What would actually be enough is not more NGOs doing what we do. What would be enough is a India in which the circumstances that bring people to our gates are rarer – not more efficiently managed, but genuinely rarer.
That requires things that are outside our direct power to create.
It requires a national policy framework on elder care that treats abandonment as a social emergency rather than a family failure. It requires community-based mental health infrastructure that reaches people before they reach crisis. It requires caregiver support programmes that acknowledge the impossible pressure placed on families who are trying to cope without resources. It requires government shelter homes with real capacity, real staffing, and real standards – not the overcrowded, underfunded facilities that currently exist as a last resort before the street.
It requires, fundamentally, a cultural shift: a willingness to look at the people our society discards and to ask not just how we house them, but why we are producing them in such numbers.
We cannot build that. No NGO can. It requires political will, public investment, and a national conversation that is honest about what is happening at the margins of Indian society – at the places where family ends and nothing else begins.
Why We Are Building Anyway
If we know the shelter won’t be enough, why are we building it?

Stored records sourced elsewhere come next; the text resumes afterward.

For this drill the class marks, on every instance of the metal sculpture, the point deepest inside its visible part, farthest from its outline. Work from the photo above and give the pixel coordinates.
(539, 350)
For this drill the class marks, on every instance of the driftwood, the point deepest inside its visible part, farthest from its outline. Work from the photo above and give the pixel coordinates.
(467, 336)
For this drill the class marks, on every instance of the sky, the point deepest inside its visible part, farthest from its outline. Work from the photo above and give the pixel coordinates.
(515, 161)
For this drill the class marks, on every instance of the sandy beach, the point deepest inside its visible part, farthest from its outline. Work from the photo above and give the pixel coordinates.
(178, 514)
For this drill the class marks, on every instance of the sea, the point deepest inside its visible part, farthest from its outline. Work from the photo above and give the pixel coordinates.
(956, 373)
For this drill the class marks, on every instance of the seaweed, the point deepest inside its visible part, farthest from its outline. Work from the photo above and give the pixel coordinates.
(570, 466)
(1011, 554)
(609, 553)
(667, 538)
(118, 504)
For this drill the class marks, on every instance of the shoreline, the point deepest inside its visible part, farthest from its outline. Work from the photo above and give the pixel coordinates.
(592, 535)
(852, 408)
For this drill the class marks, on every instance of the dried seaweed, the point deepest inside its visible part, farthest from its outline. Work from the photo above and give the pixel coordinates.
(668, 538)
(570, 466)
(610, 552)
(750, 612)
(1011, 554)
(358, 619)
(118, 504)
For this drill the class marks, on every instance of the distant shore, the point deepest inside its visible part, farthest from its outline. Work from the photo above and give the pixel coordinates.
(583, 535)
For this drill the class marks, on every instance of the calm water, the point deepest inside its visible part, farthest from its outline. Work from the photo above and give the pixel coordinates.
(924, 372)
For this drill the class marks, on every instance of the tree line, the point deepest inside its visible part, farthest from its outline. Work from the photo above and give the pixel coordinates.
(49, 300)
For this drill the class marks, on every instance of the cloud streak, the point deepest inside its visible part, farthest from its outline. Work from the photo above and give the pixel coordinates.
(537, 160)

Because the 5,000 people who will live there deserve to exist. Because every year we delay, people die on streets who didn’t have to. Because demonstrating what is possible is itself a form of advocacy – a proof of concept that government and society can look at and say: this is the standard, now let us build toward it.
Because our founder, Shri Ravi Kalra, spent his life refusing to let perfect be the enemy of good. He did not wait for the government to fix the problem. He did not wait for cultural change to make his work unnecessary. He looked at a person lying on a pavement and brought them home. And then he did it again. And again. Until what began as one man’s conscience became an institution housing over a thousand people.
We carry that legacy forward. Not with the illusion that we can solve everything, but with the conviction that we can solve something – and that something, to the person it saves, is everything.
We are building for 5,000 because those 5,000 lives are real. Because their dignity is not conditional on whether the broader crisis has been resolved. Because waiting for the perfect solution is, in practice, a choice to let people die.
So we build. Knowing it won’t be enough. Building anyway.
What We Are Asking
We are asking India to do two things simultaneously.
The first is to support this shelter. To donate, to volunteer, to partner with us through CSR, to visit and witness and carry what you see back into your communities and your conversations. The facility we are building will require sustained funding and sustained human presence. It will require people who believe that the forgotten deserve more than survival – that they deserve a life.
The second – and this is harder – is to ask the larger question. To look at what organisations like ours are doing and ask why it falls to us. To demand from policymakers, community leaders, and cultural institutions a genuine reckoning with abandonment, with the failures of care, with the gap between the India we describe and the India people like our residents actually inhabit.
We can build a shelter for 5,000. We cannot build the political will to prevent the next 50,000 from needing one. That requires all of us.
A Final Word
There is a question we are sometimes asked, by journalists and donors and well-meaning visitors, that we have never quite known how to answer simply.
Do you think you’ll ever solve this?
The honest answer is no. Not us alone. Not in our lifetimes. Perhaps not in the lifetime of anyone alive today.
But we have also watched a man who arrived at our gates with no name, no history, and no expectation of tomorrow – sit in the morning sun, two years later, and laugh at something a friend said. We have watched the silence of abandonment give way, slowly, to the noise of a life being lived.
And we have learned, from the people we serve more than from anything else, that the question is not whether you can solve everything.
The question is whether you show up.
We will keep showing up. We hope you will too.